One thing I learned early on, thanks to some good mentors and managers, was that expanding my interests and skills out of programming would improve my chances of surviving a layoff or getting made obsolete. The most recent incident, at my last full-time job at an educational software company, illustrates that. Most of the programmers I worked with limited themselves to a couple of programming languages, hated meetings, did not interact with marketing or sales or management except under duress. When the company's fortunes turned and they started laying people off, I survived. I actually asked the CEO (my two direct managers had been laid off) why more senior people had lost their jobs but I hadn't. He told me that I was the only programmer who had taken an interest in the business, could work with marketing people, and had expanded my skills when needed (I had to learn enough Lisp in a hurry to deal with a product the company bought and had to integrate, no one else volunteered).
I've had similar experiences in my career, and I attribute it to being that one person, or one of a small number of programmers, who took the opportunity to learn the business domain and contribute in ways beyond just writing code.

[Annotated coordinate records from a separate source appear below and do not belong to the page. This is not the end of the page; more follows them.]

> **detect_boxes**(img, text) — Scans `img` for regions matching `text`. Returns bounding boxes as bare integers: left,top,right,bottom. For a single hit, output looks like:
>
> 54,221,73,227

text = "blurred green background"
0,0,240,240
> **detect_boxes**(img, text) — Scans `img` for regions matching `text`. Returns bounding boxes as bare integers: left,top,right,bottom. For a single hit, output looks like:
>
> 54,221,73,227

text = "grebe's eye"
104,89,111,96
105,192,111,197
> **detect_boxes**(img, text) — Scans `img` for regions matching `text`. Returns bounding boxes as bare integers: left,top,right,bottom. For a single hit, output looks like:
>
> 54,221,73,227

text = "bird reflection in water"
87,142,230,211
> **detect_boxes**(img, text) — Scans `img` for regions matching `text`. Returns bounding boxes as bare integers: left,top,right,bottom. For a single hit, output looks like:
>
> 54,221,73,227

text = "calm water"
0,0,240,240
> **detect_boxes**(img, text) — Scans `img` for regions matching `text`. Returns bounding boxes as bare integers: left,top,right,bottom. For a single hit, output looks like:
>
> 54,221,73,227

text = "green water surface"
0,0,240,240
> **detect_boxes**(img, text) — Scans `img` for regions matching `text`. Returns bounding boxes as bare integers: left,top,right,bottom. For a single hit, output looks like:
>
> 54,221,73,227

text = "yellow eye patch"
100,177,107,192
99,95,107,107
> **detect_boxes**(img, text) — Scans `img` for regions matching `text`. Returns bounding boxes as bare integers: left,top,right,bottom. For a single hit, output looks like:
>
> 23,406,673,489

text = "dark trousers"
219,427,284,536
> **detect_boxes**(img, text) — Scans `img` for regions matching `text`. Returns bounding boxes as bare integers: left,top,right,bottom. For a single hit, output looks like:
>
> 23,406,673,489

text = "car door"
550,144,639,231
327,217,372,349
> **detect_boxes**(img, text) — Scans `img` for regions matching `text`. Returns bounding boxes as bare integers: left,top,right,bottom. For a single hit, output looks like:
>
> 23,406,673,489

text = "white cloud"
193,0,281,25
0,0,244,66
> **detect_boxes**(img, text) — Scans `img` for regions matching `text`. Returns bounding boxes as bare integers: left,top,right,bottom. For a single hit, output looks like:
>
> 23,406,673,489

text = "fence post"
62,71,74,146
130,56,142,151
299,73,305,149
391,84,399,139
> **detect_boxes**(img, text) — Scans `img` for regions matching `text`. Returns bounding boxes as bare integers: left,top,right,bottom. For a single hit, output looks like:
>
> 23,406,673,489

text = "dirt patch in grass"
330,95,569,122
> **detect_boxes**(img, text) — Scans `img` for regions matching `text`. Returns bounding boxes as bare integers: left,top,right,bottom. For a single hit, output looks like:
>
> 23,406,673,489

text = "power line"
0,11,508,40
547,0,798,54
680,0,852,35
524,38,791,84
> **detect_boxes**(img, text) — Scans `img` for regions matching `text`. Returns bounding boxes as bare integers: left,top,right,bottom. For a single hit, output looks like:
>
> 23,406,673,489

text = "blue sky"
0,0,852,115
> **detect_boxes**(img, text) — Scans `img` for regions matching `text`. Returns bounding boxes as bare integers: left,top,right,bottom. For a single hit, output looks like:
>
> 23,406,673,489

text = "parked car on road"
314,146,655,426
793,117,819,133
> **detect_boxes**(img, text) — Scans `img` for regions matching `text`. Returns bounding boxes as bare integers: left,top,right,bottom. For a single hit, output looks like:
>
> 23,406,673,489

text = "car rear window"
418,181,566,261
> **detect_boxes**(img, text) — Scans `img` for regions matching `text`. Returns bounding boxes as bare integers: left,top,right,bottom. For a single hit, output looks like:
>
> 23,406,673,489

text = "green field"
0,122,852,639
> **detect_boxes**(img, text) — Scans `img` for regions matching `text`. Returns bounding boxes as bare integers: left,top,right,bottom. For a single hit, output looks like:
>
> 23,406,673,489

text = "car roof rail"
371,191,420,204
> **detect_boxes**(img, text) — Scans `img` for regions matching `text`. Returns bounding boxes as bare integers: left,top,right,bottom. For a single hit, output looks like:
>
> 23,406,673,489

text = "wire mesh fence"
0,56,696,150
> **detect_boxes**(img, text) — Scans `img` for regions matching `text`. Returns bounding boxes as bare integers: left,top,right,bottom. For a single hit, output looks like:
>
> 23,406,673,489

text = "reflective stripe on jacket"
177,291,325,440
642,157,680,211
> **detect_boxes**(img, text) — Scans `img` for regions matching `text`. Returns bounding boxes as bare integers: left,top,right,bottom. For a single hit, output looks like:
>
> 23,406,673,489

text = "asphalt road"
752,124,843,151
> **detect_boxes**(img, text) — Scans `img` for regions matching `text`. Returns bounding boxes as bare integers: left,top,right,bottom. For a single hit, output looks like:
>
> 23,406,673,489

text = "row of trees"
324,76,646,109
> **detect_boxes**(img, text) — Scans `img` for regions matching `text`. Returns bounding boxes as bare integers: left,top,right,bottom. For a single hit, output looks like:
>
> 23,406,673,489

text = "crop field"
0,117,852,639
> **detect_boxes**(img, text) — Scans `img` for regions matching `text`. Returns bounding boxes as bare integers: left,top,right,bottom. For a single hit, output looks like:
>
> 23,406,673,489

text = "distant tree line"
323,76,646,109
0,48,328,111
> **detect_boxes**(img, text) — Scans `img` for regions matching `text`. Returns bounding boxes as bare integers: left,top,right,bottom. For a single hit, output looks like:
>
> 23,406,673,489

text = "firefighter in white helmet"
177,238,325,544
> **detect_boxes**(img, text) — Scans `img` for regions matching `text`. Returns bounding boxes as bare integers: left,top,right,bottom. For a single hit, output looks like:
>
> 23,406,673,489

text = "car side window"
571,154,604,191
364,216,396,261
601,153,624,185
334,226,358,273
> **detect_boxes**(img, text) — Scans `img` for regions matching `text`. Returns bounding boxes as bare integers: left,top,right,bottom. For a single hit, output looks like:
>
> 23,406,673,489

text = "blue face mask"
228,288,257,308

I survived at another company that replaced a lot of in-house code with a Salesforce-like product, probably because I was one of the only people in the programming group who didn't crap all over and moan about the management decision (I actually pointed out that our backlog of technical debt evaporated when the company moved to a third-party solution).
I still write code most of the time, but my customers (most of whom I've had for 3 years or more, a couple for a decade) tell me they appreciate that I take an interest in their business and help them solve business problems, rather than just telling them that rewriting in Rust or whatever will solve everything, which most managers have heard (or tried to do) enough times by now to show some caution.